I still think of this as one of my favorite records of all time, but that has to be partly due to going to see him at the Cleveland Agora not long after this record came out in 1978. I was 18 and could go to a bar, and this was the first time I saw a band I really liked at a bar (rather than a concert venue) and I was amazed at how close to the stage I could get. I hadn’t ever really listened to the New York Dolls, and from the pictures on the album cover, I expected the band to be wearing pretty much all black leather– so I was pretty shocked when David Johansen came out wearing an all bright yellow suit with matching hat and started dancing around like a maniac. It was a great show, maybe my favorite rock show ever– the energy was overwhelming to me.
So over the years since, I STILL get the feeling back from these songs. The interesting thing is that I have changed my favorite songs over the years. I’m sure of that. The geekiest thing I can think of to do right now would be to rank the songs (all of which I really like) according to how I feel about them NOW. But I won’t do that. Okay (from least to favorite): 9. Lonely Tenement 8. Pain In My Heart 7. Girls 6. Cool Metro 5. I’m a Lover 4. Donna 3. Not That Much 2. Funky But Chic 1. Frenchette. I could go on and on about these songs forever, but I won’t. (I’m sure this was the first time I ever heard a CONCEPT like “I’m in love with you daddy, but not that much.”)

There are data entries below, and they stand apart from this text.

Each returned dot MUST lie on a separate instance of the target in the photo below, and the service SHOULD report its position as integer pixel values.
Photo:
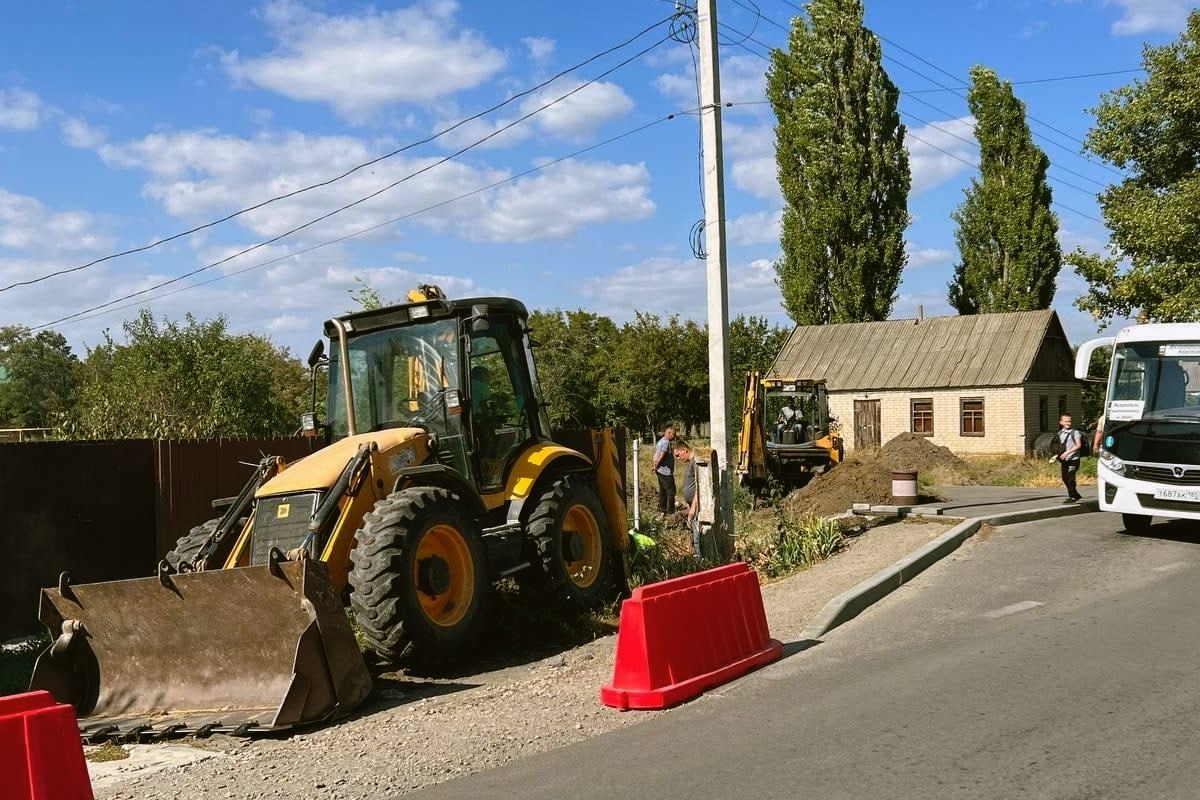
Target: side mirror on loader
(479, 322)
(317, 354)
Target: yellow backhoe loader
(441, 477)
(786, 432)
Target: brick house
(975, 384)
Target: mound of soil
(868, 477)
(910, 451)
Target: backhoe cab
(781, 446)
(439, 477)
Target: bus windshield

It’s no secret that the New York Dolls are my favorite rock’n'roll band of all time, but by the time I listened to them they were in the distant past. I suppose this record might have been a disappointment to Dolls fans, the cover and back cover pictures are kind of screaming “I’m not in drag!” But for me at the time, nothing seemed cooler than that pack of Lucky Strikes sitting on the floor. The band picture on the inner sleeve is hilarious– the band looks like the cast of “Mean Streets”– well, the one guy looks just like young Bill Wyman. My favorite is the bass player, Buzz Verno (nicknamed definitely NOT after his haircut) who, live, as I recall, was wearing a couple of huge white leather belts, hanging down low. The two guitarists look pretty much the same– which is always a nice look for a band. It says a “Joe Perry” played on Cool Metro (as well as Sylvain Sylvain)– and if it was THAT Joe Perry, I’m wondering if there was a contest that day in the studio for protruding cheekbones and puckered lips.
Anyway, I think this is a record that I’ll ALWAYS be able to listen to. (I’m kind of sad I don’t have his next one, “In Style” which is pretty good, too.) I know it’s personal, though, and has to do with circumstances. Every time I listen to a New York Dolls record I think about that.